Self's punishment - By Bernhard Schlink & Walter Popp

1

Korten summons me

At the beginning I envied him. That was at high school. The Friedrich Wilhelm in Berlin. I was getting the last bit of wear out of my father’s old suits, had no friends, and couldn’t pull myself up on the horizontal bar. He was top of the class, in P.E. too, was invited to every birthday party, and when the teachers called him Mr Korten in class, they meant it. Sometimes his father’s chauffeur collected him in the Mercedes. My father worked for the state railway and in 1934 had just been transferred from Karlsruhe to Berlin.

Korten can’t stand inefficiency. In gym, he taught me how to do the upward circle forwards and the full-turn circle. I admired him. He also showed me what makes girls tick. I trotted along dumbly at the side of the little girl who lived on the floor below and attended the Luisen, just opposite the Friedrich Wilhelm, and gazed adoringly at her. Korten kissed her in the cinema.

We became friends – studied together, national economy for him, law for me – and I was in and out of the villa at Wannsee. When his sister Klara and I got married, he was our witness, and presented me with the desk that is still in my office today, heavy oak, with carved detail and brass knobs.
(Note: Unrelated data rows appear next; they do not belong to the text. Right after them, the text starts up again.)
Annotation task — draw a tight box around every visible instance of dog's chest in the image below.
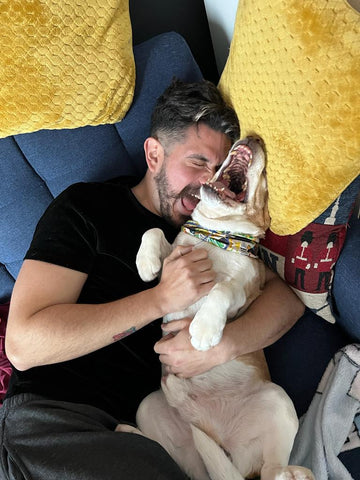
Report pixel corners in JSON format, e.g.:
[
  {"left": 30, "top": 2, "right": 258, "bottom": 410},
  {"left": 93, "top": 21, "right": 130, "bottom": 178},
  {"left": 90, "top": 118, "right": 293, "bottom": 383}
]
[{"left": 173, "top": 231, "right": 250, "bottom": 282}]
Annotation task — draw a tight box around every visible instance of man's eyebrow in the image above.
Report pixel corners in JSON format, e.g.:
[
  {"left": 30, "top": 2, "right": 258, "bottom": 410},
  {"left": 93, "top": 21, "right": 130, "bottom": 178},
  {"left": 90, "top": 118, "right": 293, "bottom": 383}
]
[
  {"left": 188, "top": 153, "right": 223, "bottom": 170},
  {"left": 188, "top": 153, "right": 210, "bottom": 163}
]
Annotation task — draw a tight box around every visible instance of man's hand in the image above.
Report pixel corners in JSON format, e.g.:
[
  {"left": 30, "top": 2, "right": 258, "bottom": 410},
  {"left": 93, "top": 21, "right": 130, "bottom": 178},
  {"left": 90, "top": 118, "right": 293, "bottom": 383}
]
[
  {"left": 157, "top": 246, "right": 216, "bottom": 315},
  {"left": 154, "top": 318, "right": 227, "bottom": 378}
]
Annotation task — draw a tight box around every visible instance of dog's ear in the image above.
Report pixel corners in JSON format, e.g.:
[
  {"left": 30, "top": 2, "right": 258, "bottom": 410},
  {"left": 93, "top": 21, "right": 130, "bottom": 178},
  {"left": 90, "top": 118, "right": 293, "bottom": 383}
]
[
  {"left": 144, "top": 137, "right": 164, "bottom": 173},
  {"left": 246, "top": 173, "right": 270, "bottom": 231}
]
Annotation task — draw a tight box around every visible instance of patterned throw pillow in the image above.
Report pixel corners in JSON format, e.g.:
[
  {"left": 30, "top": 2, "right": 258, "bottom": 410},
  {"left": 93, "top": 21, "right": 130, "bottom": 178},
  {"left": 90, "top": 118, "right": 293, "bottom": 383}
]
[
  {"left": 260, "top": 177, "right": 360, "bottom": 323},
  {"left": 0, "top": 0, "right": 135, "bottom": 138}
]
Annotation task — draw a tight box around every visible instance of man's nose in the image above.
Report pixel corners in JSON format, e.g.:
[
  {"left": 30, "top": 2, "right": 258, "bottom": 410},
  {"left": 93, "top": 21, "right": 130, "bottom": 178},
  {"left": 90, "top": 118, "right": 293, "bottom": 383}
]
[{"left": 199, "top": 170, "right": 215, "bottom": 185}]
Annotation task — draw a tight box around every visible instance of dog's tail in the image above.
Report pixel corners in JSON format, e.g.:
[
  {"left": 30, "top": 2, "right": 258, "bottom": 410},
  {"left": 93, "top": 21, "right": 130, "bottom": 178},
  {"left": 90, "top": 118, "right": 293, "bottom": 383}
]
[{"left": 191, "top": 424, "right": 244, "bottom": 480}]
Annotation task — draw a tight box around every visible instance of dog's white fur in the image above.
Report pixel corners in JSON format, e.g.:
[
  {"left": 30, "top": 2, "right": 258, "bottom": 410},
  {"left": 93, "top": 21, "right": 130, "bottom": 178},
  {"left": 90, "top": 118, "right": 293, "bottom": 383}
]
[{"left": 131, "top": 137, "right": 313, "bottom": 480}]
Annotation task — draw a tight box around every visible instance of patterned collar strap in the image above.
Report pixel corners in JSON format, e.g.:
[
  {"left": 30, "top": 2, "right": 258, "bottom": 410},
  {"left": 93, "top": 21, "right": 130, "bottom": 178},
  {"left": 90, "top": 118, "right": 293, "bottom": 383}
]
[{"left": 181, "top": 220, "right": 259, "bottom": 258}]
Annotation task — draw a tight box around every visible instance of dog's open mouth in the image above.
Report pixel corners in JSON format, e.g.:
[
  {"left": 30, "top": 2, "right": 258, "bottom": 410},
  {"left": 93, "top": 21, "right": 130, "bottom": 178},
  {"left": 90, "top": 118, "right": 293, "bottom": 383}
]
[{"left": 203, "top": 144, "right": 253, "bottom": 203}]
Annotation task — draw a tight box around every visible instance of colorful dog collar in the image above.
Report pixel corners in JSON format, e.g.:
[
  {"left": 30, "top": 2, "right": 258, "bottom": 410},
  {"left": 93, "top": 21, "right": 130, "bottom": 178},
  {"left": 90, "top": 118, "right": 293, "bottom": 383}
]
[{"left": 181, "top": 220, "right": 259, "bottom": 258}]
I hardly work there these days. My profession keeps me on the move, and when I drop in to the office briefly in the evenings, my desk isn’t piled high with files. Only the answering machine awaits, its small window letting me know how many messages I have. Then I sit in front of the empty surface and, fiddling with a pencil, listen to what I should take on and what I should avoid, what I should sink my teeth into and what I shouldn’t lay a finger on. I don’t like getting my fingers burnt. But they can just as easily get jammed in the drawer of a desk you haven’t looked in for a long time.

The war was over in five weeks for me. A wound that got me home. Three months later they’d patched me together again, and I completed my legal clerkship. In 1942, when Korten started at the Rhineland Chemical Works in Ludwigshafen and I began at the public prosecutor’s office in Heidelberg, we shared a hotel room for a few weeks before we found our own apartments. The year 1945 saw the end of my career as a prosecutor in Heidelberg, and he was the one who got me the first cases in the financial world. Then he began his rise, and he didn’t have much time, and Klara’s death heralded an end to the Christmas and birthday visits. We move in different circles and I read about him more often than I see him. Sometimes we bump into each other at a concert or a play and we get on. Well, we’re old friends.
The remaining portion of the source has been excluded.